Black History Month: celebrating the work of black microbiologists
Posted on October 9, 2020 by Laura Cox
This October, we will be examining how black microbiologists have shaped the field of microbiology. This post will be the first of four this October and will explore the research and lives of Professor Ruth Ella Moore, Professor A. Oveta Fuller and Onesimus, the Boston man credited for early inoculation practices.
Ruth Ella Moore
In 1933, a time of rampant racial and gender discrimination, Professor Ruth Ella became the first African-American woman to gain a PhD in the natural sciences. In addition, she is believed to be the first African-American of any gender to complete a PhD in Bacteriology. During her scientific career, Professor Moore had a wide-ranging interest in microbiology, with publications on tuberculosis (TB), the microbiome and tooth decay.
Professor Moore started her scientific journey at Ohio State University, where her dissertation focused on the bacteria that causes TB, Mycobacterium tuberculosis. At the time, TB was an extremely important disease in the context of public health and was the second leading cause of death in the US. All research conducted into TB at this time was hugely valuable, and Professor Moore’s theses were referenced in several ground-breaking articles that improved the understanding and treatment of the disease, ultimately leading to its control in the US.
Just seven years after completing her PhD, in 1940, Professor Moore was appointed Assistant Professor of Bacteriology at Howard University. During her time at Howard, where she stayed for the rest of her career, Professor Moore spent time as the institution’s first female department head, holding the Head of the Department of Bacteriology position for a number of years. Professor Moore continued to research micro-organisms until her retirement in 1973 and published articles on a range of topics, including how micro-organisms in the gut respond to antibiotics, which is some of the earliest research into the microbiome.
Onesimus
In Boston, in 1721, a smallpox outbreak threatened the lives of thousands of residents. The disaster was averted by a man named Onesimus; an African-American previously enslaved person who shared his knowledge on inoculation. In doing so, Onesimus prevented hundreds of deaths and provided vital evidence to inform the development of the first vaccine.
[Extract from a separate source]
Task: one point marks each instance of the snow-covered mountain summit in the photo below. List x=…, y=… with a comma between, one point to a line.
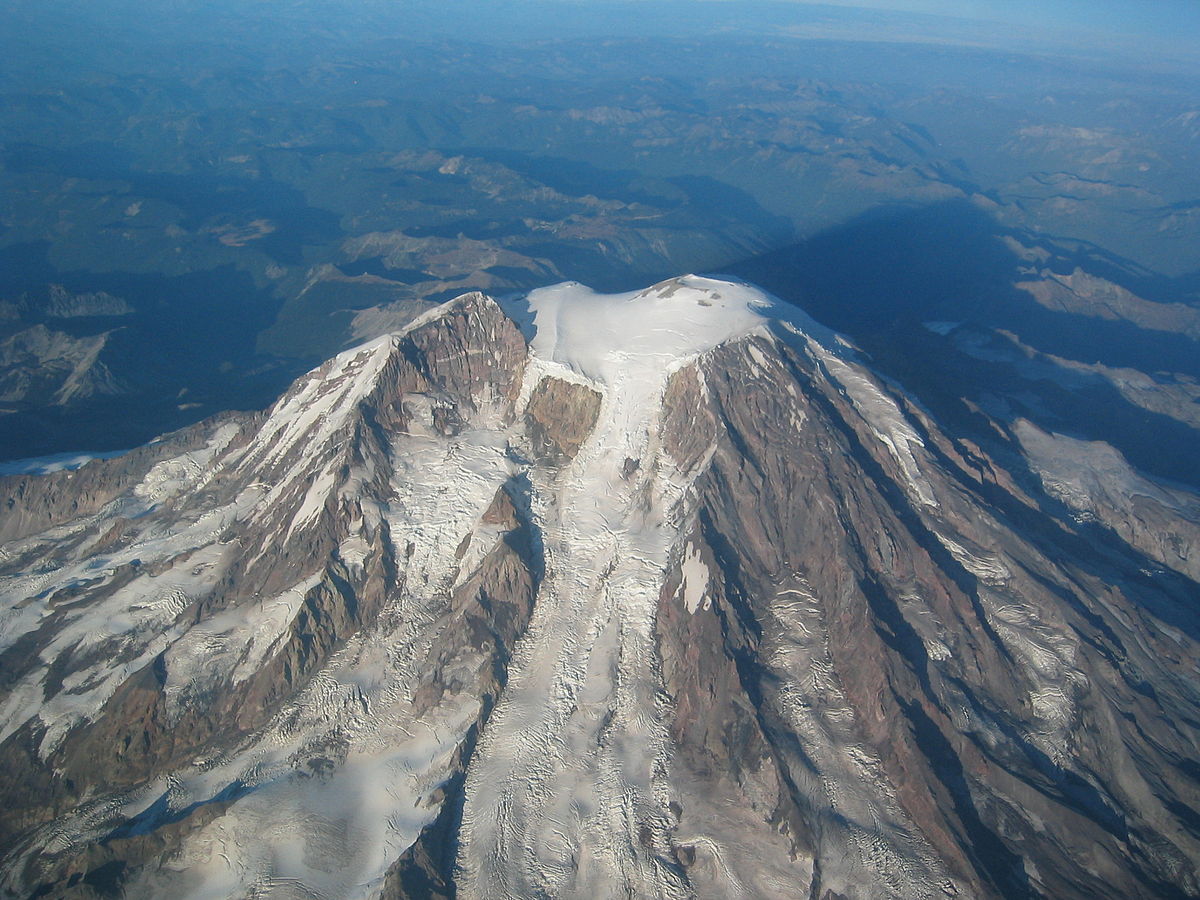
x=654, y=594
By no means is his story a happy one; Onesimus was taken to America from North Africa, and made to work as an enslaved person for the minister Cotton Mather. During a local smallpox outbreak, Onesimus went to Mather and explained the method of inoculation he had been given in Africa. With thousands of lives at stake, they took the desperate step of administering tiny doses of smallpox pus from those who had already been infected and intentionally administering the pus into small cuts of people who had not been infected with smallpox before. The measures worked, and the death rate from the outbreak fell to 2%, when other smallpox outbreaks at the time had a death rate as high as 17%.
Smallpox is caused by the now-eradicated variola virus, and before Onesimus’ inoculation technique, there was no known treatment or preventative method in the western world. In 1716, Mather wrote to the Royal Society in London, explaining what Onesimus had told him, and the technique was trialled during an outbreak in London, decreasing the fatality of the disease. Without the early inoculation efforts, Edward Jenner would not have developed vaccination using cowpox pus in 1976.
A. Oveta Fuller
A. Oveta Fuller is an Associate Professor of microbiology and immunology at the University of Michigan. She is an expert in Herpes simplex virus (HSV) and Human immunodeficiency virus (HIV) and is best known for the discovery of a B5 receptor on the surface of HSV. The discovery of this receptor played a significant role in improving the understanding of HSV and the cells it infects.
Dr Fuller has been based at the University of Michigan since 1988. Here, she heads a research group and teaches on a course titled ‘Global impact of microbes: fieldwork'. In addition to her teaching and research activities, Dr Fuller is passionate about making science more accessible to communities and has developed a science-based education programme that works with community leaders and clergy to address health inequalities. In particular, this programme, called the ‘Trusted Messenger Intervention’ focuses on awareness, testing and prevention of HIV/AIDS.
In the Journal of General Virology, Dr Fuller and colleagues authored a research article on how pig cells respond to different types of Herpes simplex virus, research which led to a number of patents on Herpes virus entry receptor proteins and associated antibodies. Professor Fuller contributed to another article in the journal discussing the different spike proteins visible on the viral envelope of HSV.